Hi, I'm Charles Wykoff, a retina specialist in Houston, Texas, and this year at AAO 2023, we are presenting the GALE data for the first time at one year. So GALE is the long-term extension study looking at pegcetacoplan for the management of geographic atrophy. Remember that the GALE trial began at the end of DERBY and OAKS. So DERBY and OAKS were the preceding Phase III clinical trials looking at the management of pegcetacoplan compared to sham monthly or every other month dosing for pegcetacoplan, and the Phase II trials are what led to the FDA approval of pegcetacoplan for the management of geographic atrophy earlier this year, 2023. So GALE is ultimately going to be a 3-year extension study. So we'll, ultimately, we'll have 5 years of continuous dosing information with pegcetacoplan for geographic atrophy, an incredibly rich data set.

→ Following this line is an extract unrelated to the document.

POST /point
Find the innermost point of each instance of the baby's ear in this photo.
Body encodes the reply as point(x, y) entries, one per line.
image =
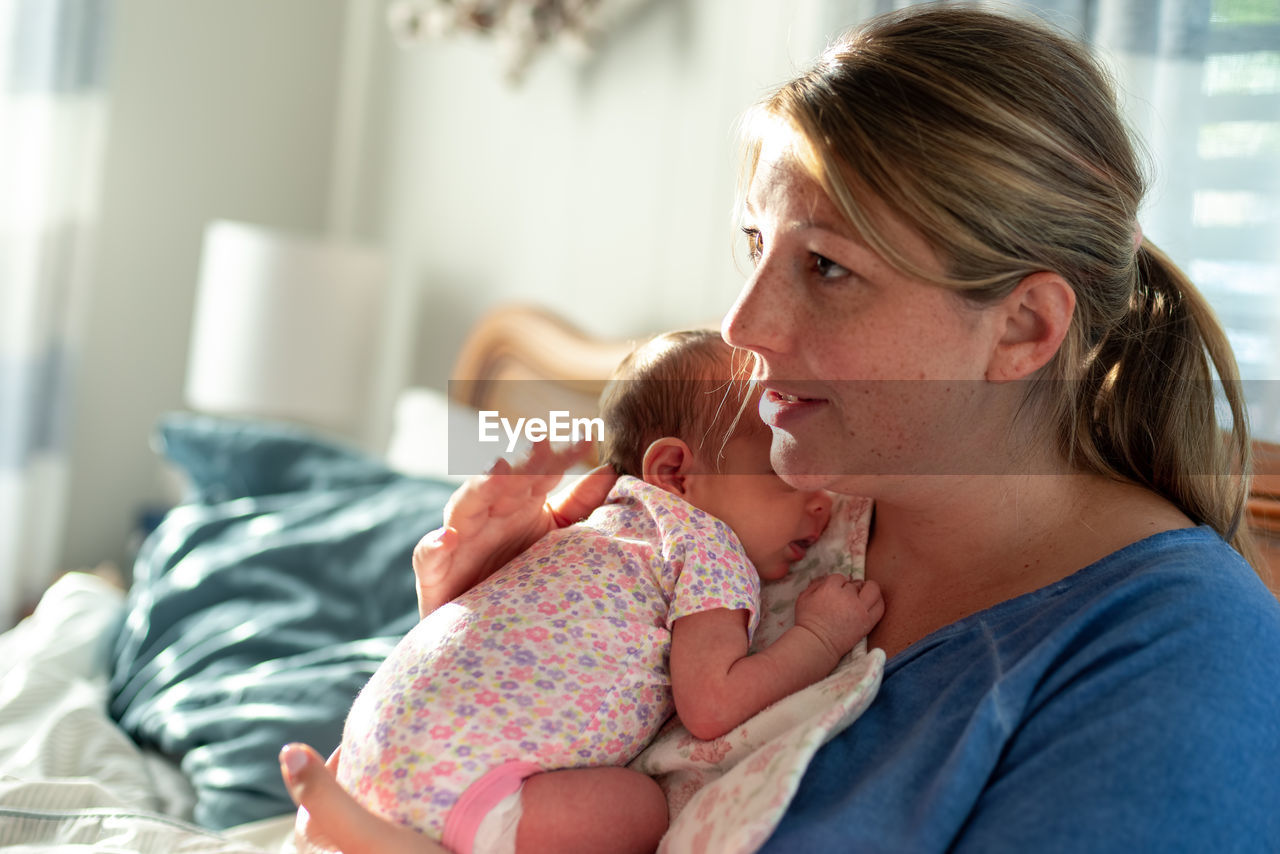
point(667, 464)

And this year, for the first time, we have 1-year data out of GALE so that's 36-month total continuous treatment with pegcetacoplan. The key efficacy finding is that there's increasing treatment effect sizes over time. And we expected to see this, based on what we saw in the Phase III clinical trial data, which is that the effect size, it gets larger over time. And at the end of 1 year in GALE, in the total population, we're seeing between 24 and 35% slowing of geographic atrophy lesion growth depending if you're every other month or monthly dosing. That effect size is magnified, as you would expect, among patients with nonsubfoveal geographic atrophy at baseline. In other words, patients that had foveal sparing, those tend to have faster growing lesions. And among that population, slowing of geographic atrophy growth was in the low 40%. So 42% with monthly dosing, quite substantial slowing of progression in that third year.

That's the efficacy data. From a safety perspective, very consistent safety signal from what we saw in the preceding Phase III trials, ischemic optic neuropathy in one patient, intraocular inflammation between 1 and 4% of patients over time, and then wet AMD being the most common thing that you might see in your clinical practice if you're using pegcetacoplan. And that's up to about 19.5% cumulative risk of developing wet AMD in the monthly arm, versus less than 9% in the every other month arm, cumulatively, through 3 years.

And then finally, to address the the concern of severe vision loss and vasculitis: this has not been seen in the clinical trials, but has been reported in the real-world usage. So again, summarizing the GALE data which is the 1 year first year of the long term extension study looking at pegcetacoplan in the management of geographic atrophy following DERBY and OAKS. Thank you.